Eric de Montgolfier, l'indomptable
Les cheveux ont légèrement blanchi, le visage a gagné en gravité. A 62 ans, Eric de Montgolfier affiche la même sérénité distante que le 25 février 1999, le jour où il s'est installé dans son bureau de procureur de la République à Nice. Il venait de croiser le fer avec Bernard Tapie dans l'affaire du match de football truqué Olympique de Marseille - Valenciennes. Lionel Jospin, alors premier ministre, voulait remettre de l'ordre dans la ville. Mais "ce n'était pas une décision politique : j'aurais refusé !", souligne-t-il, l'oeil malicieux.

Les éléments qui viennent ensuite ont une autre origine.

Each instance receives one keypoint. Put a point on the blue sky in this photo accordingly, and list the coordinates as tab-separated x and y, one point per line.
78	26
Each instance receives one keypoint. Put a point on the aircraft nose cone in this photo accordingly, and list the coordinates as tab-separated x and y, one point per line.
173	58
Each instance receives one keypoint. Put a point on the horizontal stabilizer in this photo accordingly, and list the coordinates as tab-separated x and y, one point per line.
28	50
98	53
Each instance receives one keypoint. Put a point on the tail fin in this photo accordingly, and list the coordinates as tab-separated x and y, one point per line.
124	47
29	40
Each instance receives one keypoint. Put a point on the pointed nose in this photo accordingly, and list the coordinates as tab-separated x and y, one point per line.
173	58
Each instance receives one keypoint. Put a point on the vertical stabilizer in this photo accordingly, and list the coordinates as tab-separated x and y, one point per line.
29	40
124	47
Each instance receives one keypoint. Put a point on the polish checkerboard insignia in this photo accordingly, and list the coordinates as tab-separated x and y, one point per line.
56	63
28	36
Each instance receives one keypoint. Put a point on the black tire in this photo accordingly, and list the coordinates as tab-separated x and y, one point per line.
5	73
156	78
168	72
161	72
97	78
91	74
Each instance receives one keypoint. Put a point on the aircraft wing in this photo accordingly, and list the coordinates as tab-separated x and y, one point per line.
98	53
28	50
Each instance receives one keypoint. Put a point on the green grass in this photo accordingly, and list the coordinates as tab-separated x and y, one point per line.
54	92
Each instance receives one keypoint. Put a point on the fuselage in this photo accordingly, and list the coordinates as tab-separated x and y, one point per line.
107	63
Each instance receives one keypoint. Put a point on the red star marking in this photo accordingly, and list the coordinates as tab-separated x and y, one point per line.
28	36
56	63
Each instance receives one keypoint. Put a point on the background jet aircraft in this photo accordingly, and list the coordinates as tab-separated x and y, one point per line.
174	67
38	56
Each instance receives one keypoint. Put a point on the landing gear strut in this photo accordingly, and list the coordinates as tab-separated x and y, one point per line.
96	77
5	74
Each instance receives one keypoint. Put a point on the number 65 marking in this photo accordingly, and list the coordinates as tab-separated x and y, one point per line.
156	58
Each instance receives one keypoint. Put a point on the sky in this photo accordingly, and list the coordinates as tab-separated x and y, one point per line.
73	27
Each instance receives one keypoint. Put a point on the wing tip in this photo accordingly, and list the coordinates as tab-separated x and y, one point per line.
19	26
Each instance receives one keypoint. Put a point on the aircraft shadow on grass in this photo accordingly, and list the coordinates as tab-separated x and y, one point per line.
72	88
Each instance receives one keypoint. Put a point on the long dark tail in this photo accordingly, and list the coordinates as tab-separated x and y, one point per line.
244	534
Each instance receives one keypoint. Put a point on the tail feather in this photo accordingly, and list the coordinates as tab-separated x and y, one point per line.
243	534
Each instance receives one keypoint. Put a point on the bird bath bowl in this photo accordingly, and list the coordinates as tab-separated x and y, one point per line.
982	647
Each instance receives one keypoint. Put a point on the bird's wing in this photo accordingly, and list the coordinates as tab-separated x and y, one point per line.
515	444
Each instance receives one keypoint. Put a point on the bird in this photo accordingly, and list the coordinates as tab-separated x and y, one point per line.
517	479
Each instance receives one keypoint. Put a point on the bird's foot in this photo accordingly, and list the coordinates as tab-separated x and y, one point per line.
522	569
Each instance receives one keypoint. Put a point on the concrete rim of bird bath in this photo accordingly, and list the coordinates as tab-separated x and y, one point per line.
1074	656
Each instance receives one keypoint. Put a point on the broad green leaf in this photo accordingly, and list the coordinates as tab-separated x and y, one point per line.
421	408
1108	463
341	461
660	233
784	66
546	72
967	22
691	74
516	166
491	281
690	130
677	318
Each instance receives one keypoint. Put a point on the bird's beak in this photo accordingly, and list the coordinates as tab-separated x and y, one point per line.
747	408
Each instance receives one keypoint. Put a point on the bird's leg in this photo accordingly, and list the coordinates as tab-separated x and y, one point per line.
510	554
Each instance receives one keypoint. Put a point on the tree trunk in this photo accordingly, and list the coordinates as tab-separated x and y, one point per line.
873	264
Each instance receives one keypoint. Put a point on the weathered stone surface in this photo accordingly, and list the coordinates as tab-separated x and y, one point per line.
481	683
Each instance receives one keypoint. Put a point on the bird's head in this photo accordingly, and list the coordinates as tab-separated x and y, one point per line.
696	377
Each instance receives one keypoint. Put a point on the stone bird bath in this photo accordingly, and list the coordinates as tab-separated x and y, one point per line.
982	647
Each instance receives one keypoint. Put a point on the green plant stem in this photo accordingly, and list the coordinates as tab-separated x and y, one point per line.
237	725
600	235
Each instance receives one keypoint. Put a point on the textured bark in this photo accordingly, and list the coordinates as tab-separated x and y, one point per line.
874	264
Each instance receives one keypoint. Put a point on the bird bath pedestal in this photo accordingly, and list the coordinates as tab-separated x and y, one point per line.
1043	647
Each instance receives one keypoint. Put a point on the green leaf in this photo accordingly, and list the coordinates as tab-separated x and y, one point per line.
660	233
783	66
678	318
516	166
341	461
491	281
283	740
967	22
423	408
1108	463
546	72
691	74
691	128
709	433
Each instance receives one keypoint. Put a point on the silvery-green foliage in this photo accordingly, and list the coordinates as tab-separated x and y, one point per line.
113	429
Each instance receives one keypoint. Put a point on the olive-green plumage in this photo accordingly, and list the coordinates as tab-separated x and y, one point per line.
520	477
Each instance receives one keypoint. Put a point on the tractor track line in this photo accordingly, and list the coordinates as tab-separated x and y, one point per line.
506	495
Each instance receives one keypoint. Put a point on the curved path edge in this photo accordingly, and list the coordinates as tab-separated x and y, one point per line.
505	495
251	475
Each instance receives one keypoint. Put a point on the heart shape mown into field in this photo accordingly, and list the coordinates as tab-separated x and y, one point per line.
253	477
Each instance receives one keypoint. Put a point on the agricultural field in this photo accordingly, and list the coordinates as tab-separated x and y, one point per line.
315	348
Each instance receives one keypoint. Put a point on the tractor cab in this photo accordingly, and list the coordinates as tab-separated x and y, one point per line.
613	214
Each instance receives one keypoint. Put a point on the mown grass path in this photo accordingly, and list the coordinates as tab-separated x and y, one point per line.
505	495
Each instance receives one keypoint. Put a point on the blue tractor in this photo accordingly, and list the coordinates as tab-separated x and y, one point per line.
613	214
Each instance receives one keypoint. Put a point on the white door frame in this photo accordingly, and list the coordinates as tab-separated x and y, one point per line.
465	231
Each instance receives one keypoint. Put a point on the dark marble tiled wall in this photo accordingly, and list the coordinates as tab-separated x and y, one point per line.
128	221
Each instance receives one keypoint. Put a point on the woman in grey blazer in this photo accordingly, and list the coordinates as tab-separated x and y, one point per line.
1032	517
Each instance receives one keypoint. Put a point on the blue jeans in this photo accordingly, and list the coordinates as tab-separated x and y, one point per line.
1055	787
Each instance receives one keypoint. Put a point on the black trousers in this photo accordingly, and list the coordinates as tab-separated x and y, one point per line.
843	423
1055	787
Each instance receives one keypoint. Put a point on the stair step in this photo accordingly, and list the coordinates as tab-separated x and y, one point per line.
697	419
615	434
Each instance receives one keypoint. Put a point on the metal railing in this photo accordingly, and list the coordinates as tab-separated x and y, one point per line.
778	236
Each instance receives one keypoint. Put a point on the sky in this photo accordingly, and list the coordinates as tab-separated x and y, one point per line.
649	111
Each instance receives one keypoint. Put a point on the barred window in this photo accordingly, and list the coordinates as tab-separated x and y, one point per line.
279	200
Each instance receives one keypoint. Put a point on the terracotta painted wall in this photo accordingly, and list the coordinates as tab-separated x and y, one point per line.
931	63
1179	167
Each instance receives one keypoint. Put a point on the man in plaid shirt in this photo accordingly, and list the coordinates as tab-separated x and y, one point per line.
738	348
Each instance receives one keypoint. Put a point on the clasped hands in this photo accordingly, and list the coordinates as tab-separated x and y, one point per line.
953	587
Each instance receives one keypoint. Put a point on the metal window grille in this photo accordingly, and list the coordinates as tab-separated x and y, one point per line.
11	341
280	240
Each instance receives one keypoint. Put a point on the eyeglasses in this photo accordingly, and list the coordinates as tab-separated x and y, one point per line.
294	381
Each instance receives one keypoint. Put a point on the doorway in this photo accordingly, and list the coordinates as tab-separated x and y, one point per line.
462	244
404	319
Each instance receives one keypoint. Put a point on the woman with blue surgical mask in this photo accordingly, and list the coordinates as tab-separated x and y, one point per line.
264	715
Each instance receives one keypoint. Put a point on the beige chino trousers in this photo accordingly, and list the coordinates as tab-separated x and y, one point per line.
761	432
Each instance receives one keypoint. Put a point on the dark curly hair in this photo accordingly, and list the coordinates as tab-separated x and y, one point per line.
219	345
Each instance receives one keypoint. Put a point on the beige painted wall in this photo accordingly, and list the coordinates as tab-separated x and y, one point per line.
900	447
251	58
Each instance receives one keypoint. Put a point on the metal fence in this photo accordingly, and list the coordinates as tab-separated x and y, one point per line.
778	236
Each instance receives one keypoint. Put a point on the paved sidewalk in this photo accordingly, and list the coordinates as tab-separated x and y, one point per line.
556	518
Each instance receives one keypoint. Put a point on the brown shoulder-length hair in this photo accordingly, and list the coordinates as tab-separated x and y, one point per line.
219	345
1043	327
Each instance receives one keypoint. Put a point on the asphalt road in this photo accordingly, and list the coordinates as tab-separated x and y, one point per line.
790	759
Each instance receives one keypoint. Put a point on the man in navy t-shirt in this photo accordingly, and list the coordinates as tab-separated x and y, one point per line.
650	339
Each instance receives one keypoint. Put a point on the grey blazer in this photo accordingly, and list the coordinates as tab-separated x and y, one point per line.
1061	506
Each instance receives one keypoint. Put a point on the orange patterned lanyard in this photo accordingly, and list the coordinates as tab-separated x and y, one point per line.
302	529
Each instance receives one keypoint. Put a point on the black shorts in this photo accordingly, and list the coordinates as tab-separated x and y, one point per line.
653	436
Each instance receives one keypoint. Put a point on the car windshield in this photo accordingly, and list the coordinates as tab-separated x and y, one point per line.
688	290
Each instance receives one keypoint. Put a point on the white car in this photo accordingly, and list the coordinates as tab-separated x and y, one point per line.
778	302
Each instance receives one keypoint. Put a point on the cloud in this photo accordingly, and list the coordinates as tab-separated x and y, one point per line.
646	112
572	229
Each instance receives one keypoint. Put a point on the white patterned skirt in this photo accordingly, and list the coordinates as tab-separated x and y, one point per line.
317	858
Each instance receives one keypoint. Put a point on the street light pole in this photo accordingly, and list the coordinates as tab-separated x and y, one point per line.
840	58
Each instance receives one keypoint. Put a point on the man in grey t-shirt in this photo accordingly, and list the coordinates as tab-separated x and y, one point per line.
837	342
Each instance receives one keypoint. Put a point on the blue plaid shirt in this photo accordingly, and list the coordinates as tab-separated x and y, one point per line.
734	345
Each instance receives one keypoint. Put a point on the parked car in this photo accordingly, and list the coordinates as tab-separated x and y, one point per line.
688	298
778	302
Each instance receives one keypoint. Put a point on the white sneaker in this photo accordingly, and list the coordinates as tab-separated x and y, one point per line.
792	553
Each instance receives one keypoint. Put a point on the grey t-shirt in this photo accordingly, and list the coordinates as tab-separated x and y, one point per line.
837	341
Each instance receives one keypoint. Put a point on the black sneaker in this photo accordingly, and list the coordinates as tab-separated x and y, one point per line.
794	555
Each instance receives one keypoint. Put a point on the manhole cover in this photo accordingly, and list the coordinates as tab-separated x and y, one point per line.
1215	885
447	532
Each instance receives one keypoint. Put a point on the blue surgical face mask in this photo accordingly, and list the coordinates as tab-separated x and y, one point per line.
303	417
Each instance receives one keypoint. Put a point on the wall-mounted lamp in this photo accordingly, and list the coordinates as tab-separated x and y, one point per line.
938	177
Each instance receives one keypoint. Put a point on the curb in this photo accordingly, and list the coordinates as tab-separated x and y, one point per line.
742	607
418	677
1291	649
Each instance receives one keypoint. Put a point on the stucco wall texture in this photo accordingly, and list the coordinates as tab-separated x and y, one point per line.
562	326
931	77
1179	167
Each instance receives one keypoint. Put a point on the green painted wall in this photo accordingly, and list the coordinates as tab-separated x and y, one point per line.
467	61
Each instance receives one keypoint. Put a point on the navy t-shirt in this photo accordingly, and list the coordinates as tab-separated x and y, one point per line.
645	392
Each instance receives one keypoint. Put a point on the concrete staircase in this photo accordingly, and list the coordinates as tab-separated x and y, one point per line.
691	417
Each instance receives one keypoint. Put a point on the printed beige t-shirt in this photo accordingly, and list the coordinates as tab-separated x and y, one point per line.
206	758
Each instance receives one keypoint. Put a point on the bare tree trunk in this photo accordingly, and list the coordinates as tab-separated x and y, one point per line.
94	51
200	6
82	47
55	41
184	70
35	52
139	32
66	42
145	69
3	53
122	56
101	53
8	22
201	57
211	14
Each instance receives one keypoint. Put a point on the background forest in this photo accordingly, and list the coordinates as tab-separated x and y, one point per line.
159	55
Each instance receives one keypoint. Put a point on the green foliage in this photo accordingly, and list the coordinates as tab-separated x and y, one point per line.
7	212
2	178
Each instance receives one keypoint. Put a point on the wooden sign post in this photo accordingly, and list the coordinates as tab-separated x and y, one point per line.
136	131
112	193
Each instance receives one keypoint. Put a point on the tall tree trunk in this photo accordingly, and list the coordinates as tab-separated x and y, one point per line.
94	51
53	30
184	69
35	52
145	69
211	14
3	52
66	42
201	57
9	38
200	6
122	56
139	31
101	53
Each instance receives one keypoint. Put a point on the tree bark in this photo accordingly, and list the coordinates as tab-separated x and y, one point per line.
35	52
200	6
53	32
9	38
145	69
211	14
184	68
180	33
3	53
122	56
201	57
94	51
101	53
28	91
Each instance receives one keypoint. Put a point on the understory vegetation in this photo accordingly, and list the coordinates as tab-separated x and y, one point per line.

Le livre du jour Un procureur en colère
Les Niçois se sont habitués à la silhouette un peu raide de ce gentleman qui surgit le matin à bicyclette au palais de justice. C'est là, au coeur de la vieille ville, que naissent et meurent toutes les rumeurs le concernant. Les plus sordides émanent de certains avocats, ses adversaires depuis qu'il s'est attaqué aux dysfonctionnements affairistes et maçons de la justice niçoise. Quelques-uns surnomment le parquet de Nice "la Kommandantur".
Eric de Montgolfier ferait-il peur ? Assurément. Dans la juridiction niçoise, il y a eu un avant et il y aura un après Montgolfier. Ce magistrat singulier a endossé avec une certaine délectation son rôle de "chevalier blanc". De nombreux citoyens qui réclamaient une meilleure justice ont nourri beaucoup d'espoir au moment de sa nomination. L'attente était telle qu'il était impossible d'y répondre. Il a cependant contribué à générer une image moins négative de l'appareil judiciaire. "Continuez", lui a lancé, un jour, une vieille dame alors qu'il était attablé à une terrasse.
Des petits signes, discrets, ont ainsi encouragé ce Lyonnais aux allures de Nordiste à respecter "Le Devoir de déplaire", titre de son livre-confession, paru en 2006 aux éditions Michel Lafon. Le procureur général de la cour d'appel d'Aix-en-Provence, Gabriel Bestard, s'est publiquement démarqué de son subordonné Montgolfier quand celui-ci a dénoncé l'influence des réseaux affairistes dans la pratique de certains magistrats.
Souvent caricaturé, Eric de Montgolfier excelle dans l'art de brouiller les pistes. Et de surprendre. Il s'est vite illustré en dégainant dans la rue un carnet à souches de contraventions ! Il n'a pas hésité à verbaliser lui-même des champions du feu rouge brûlé. Il voulait donner lela.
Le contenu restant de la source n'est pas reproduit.